Ontem, entre um café e um desabafo, ouvi de um velho conhecido da prefeitura de Porto Seguro uma frase que resume bem o atual estado das coisas na terra mãe do Brasil: "Votei duas vezes no prefeito, acreditei nele, e agora não reconheço mais a cidade". O homem, servidor de carreira, concursado, trabalha de verdade. E estava visivelmente inconformado. Com razão.
Segundo ele, a administração municipal virou um pasto para fantasmas: cerca de 1.500 ilustres "amigos do rei" recebem salários entre R$ 3 mil e R$ 10 mil mensais sem precisar enfrentar fila de ponto ou sequer aparecer na repartição. Entre eles, advogados, aposentados, malandros profissionais, e até empresários que juram à boca pequena que "nem sabiam que têm cargo". Está tudo registrado, tudo escancarado, é só conferir a lista dos "agentes políticos" no portal do TCM. Mas segue tudo funcionando. Ou melhor: desfuncionando.
A pergunta veio direta: "Você vê alguma saída para isso? Alguém que possa mudar esse quadro?" Tive que ser honesto.
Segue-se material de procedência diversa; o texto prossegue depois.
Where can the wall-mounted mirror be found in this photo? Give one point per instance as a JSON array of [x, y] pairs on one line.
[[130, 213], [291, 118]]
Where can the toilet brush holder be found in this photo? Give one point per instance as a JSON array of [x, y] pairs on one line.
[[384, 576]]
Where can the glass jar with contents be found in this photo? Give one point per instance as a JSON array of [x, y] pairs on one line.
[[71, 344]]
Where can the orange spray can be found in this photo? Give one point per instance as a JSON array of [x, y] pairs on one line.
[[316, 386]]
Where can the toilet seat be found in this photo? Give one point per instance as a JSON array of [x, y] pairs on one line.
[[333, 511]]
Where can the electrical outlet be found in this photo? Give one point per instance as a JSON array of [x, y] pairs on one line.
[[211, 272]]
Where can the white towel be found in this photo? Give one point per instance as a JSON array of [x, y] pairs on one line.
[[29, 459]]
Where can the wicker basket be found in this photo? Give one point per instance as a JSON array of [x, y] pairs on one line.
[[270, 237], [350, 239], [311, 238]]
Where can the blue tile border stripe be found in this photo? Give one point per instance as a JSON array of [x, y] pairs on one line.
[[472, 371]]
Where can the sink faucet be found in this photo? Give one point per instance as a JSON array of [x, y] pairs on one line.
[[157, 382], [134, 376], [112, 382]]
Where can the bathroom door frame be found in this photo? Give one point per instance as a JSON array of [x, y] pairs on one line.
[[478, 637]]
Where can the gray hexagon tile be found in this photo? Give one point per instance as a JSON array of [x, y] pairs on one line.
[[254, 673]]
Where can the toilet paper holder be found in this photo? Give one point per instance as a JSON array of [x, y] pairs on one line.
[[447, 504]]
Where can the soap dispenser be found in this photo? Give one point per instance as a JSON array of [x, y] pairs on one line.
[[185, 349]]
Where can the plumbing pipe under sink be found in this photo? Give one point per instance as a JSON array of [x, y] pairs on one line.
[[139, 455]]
Não vejo. Não por ceticismo barato, mas por conhecer a realidade eleitoral do lugar, .
Porto Seguro, essa cidade que um dia teve raiz, hoje virou uma espécie de encruzilhada identitária. Gente do Brasil inteiro, valores de lugar nenhum. E onde não há identidade, tampouco há freios morais. Especialmente na política.
O PREÇO DE UMA ELEIÇÃO
Para quem não sabe ou não tem noçao, uma campanha séria para prefeito não sai por menos de R$ 20 ou R$ 30 milhões. E não se trata de achismo da minha parte. Trata-se de matemática eleitoral. Investe-se isso para "ganhar" o direito de faturar algo em torno de R$ 300 a R$ 500 milhões em 4 anos. Isso de "lucro", claro! Como diria o ex-prefeito Ubaldino Júnior, gênio prático da política baiana: "Antes de reunir o povo, reúna o dinheiro".
O candidato sóbrio, honesto e bem-intencionado não sobrevive. Primeiro porque não tem cacife para alugar partido (e são todos de aluguel), depois porque não tem caixa para bancar vereador, comitê, gasolina, gráfica, cabos, palco, som, "imprensa". No fim, vai ter que pagar também o voto direto. E é aqui que tudo se revela: se o sujeito gastar 30 milhões para, em quatro anos, receber R$ 1,2 milhão de salário, você realmente acredita que ele vai governar pensando no povo? Só acredita em Papai Noel quem quer!
Das duas, uma: na melhor das hipóteses, sai rico. Na pior, sai processado. Salvo-conduto para improbidade é privilégio de poucos, e depende muito mais do humor de quem fiscaliza do que da letra da lei. E como fiscalização, no Brasil, também tem CEP e sobrenome, há quem nem precise se preocupar.
Veja o caso, por exemplo, de um certo promotor da região que adora posar de xerife junto aos prefeitos e prefeituras do Extremo Sul. Seus parentes faturam fácil R$ 200 mil por mês com "assessorias jurídicas" prestadas às mesmas prefeituras que ele fiscaliza. Sem licitação, sem pudor, sem repressão. Nem do Ministério Público, nem da Corregedoria, muito menos da OAB. Ninguém levanta um dedo. A impunidade virou uma arte.
E assim seguimos. Em Porto Seguro, ou o prefeito se adapta ao jogo sujo, ou sequer entra em campo. Ser honesto, aqui, é sinônimo de derrota. A vitória é de quem joga com as armas da velha política: cargo, dinheiro, calculadora, promessa e conchavo.
O preço para ser prefeito? Muito alto. Para a cidade, ainda mais caro.